Italienische Antipasti und Serranoschinken, Couscous, Kokosmilch und Trüffelleberwurst - solche kulinarischen Köstlichkeiten gibt es in Tirol nicht nur in den städtischen Zentren, sondern auch in vielen Dörfern, von Elbigenalp bis Ebbs, von Nauders bis Sillian. Selbst die Urlauber halten inzwischen Ausschau nach dem oft spielerisch verformten roten Würfellogo mit dem silbernen „M“. Statt auf öde Einkaufskisten treffen sie auf Orte, wo mit modernen Materialien, mit Licht und Weite der alltägliche Einkauf zum Erlebnis wird. An die 140 „MPreis-Filialen“ gibt es inzwischen und fast jeden Monat eröffnet irgendwo ein neuer, wobei die Landesgrenzen nur selten überschritten werden.

MPreis sieht sich selbst als Lebensmittelnahversorger, nicht als Architekturprojekt. Gründerin ist die legendäre Stammmutter Therese Mölk. Sie legte in den zwanziger Jahren des vorigen Jahrhunderts mit einer Gemischtwarenhandlung, einer Bäckerei und einer Molkerei in Innsbruck den Grundstein für den Erfolg des Familienunternehmens. Zusammen mit ihrem Ehemann und acht Kindern betrieb sie bereits 1929 elf Verkaufsläden in Innsbruck und Hall. Seit den siebziger Jahren ist die dritte Generation am Ruder.

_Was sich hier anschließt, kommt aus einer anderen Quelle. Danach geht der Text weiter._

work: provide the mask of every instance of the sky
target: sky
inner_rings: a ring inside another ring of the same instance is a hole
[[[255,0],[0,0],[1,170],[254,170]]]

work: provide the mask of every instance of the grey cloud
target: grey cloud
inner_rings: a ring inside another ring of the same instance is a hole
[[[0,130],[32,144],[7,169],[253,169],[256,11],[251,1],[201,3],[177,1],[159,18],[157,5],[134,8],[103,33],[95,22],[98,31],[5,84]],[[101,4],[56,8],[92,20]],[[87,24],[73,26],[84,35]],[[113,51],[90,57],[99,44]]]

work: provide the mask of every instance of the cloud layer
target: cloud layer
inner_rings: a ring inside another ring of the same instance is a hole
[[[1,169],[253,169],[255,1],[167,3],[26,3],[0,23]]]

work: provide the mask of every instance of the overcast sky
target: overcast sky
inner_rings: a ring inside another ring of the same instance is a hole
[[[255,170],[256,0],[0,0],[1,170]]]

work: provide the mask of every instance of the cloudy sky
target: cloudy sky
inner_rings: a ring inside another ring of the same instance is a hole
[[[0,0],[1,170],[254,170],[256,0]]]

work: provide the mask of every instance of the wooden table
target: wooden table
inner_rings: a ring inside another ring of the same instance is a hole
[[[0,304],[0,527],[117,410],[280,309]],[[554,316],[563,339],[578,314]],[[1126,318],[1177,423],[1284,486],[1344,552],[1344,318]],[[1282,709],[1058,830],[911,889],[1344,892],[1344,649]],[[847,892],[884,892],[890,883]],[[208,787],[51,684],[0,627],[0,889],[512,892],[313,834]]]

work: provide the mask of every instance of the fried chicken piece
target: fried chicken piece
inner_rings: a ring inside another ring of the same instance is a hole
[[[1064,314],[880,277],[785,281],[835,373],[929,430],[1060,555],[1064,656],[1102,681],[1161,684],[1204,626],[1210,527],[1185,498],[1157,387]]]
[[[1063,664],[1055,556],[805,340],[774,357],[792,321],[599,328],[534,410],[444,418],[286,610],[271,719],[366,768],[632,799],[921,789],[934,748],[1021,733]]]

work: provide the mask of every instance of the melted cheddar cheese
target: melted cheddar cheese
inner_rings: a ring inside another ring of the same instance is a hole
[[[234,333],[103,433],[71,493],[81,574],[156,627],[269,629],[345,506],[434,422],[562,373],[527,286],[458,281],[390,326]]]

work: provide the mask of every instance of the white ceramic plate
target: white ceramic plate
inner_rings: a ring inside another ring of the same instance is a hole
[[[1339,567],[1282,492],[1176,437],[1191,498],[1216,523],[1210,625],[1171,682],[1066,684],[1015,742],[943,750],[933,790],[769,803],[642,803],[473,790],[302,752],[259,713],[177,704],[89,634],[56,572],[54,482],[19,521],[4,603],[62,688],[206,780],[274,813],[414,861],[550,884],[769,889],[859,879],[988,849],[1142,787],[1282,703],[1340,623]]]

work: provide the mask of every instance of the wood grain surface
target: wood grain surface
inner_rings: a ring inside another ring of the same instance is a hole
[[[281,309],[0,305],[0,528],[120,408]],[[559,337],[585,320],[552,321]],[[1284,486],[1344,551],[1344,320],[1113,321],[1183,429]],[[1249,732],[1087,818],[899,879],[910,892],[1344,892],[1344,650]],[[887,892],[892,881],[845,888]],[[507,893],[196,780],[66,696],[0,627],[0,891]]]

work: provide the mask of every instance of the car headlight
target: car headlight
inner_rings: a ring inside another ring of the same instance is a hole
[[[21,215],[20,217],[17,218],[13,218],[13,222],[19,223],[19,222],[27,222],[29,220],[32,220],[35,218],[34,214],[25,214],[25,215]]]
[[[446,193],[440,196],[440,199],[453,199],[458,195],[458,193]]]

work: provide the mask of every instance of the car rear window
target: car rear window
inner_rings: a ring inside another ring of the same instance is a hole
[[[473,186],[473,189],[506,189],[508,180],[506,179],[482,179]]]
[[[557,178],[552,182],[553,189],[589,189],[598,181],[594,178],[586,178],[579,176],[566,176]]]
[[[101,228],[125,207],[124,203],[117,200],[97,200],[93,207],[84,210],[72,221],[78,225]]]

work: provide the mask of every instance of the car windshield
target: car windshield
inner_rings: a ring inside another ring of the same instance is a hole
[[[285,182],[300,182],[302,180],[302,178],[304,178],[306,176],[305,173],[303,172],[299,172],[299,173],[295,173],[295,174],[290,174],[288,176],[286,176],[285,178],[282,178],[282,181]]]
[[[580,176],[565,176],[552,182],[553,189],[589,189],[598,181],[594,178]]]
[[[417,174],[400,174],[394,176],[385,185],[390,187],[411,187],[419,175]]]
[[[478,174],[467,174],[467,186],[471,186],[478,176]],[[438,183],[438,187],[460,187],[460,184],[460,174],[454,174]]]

Die Cousins Hansjörg und Anton Mölk formten aus etwa 30 stagnierenden Tante-Emma-Läden eine äußerst erfolgreiche Lebensmittelkette, die ihren Marktanteil von 2,5 Prozent auf derzeit 35 steigern konnte. Sie ist mit 3800 Mitarbeitern und einem Umsatz von 430 Millionen Euro (Zahlen von Juni 2006) der zweitgrößte Nahversorger des Landes. Die Strategie ist ebenso einfach wie wirkungsvoll. Ein zeitgemäßes, vollständiges Angebot - derzeit fast 11000 Waren - wird möglichst nahe an den Kunden herangebracht und die Preise sind überall gleich. Die starke Vernetzung mit der regionalen Wirtschaft in Nord- und Südtirol ermöglicht neben internationalen Marken auch regionalen Klein- und Mittelbetrieben ihre Produkte landesweit anzubieten, Bio vom Berg und Fair Trade haben ihren fixen Platz. Die Kunden außerhalb der zentralen Orte fühlen sich ernst genommen und werden nicht mit einem lückenhaften Angebot zweiter Wahl zu überhöhten Preisen abgefertigt. Teil der Erfolgsstory sind die integrierten „Baguettes“, sonnendurchflutete Cafés mit Ausblick und hauseigenem Gebäck, die sich zu kommunikativen Zentren entwickelten. Wo der Dorfladen und das Wirtshaus den Betrieb eingestellt haben, trifft man sich zum Plausch bei MPreis und in den gesichtslosen Gewerbegebieten können die Hausfrauen auf Einkaufstour und die Angestellten in der Mittagspause einen erholsamen Stopp einlegen.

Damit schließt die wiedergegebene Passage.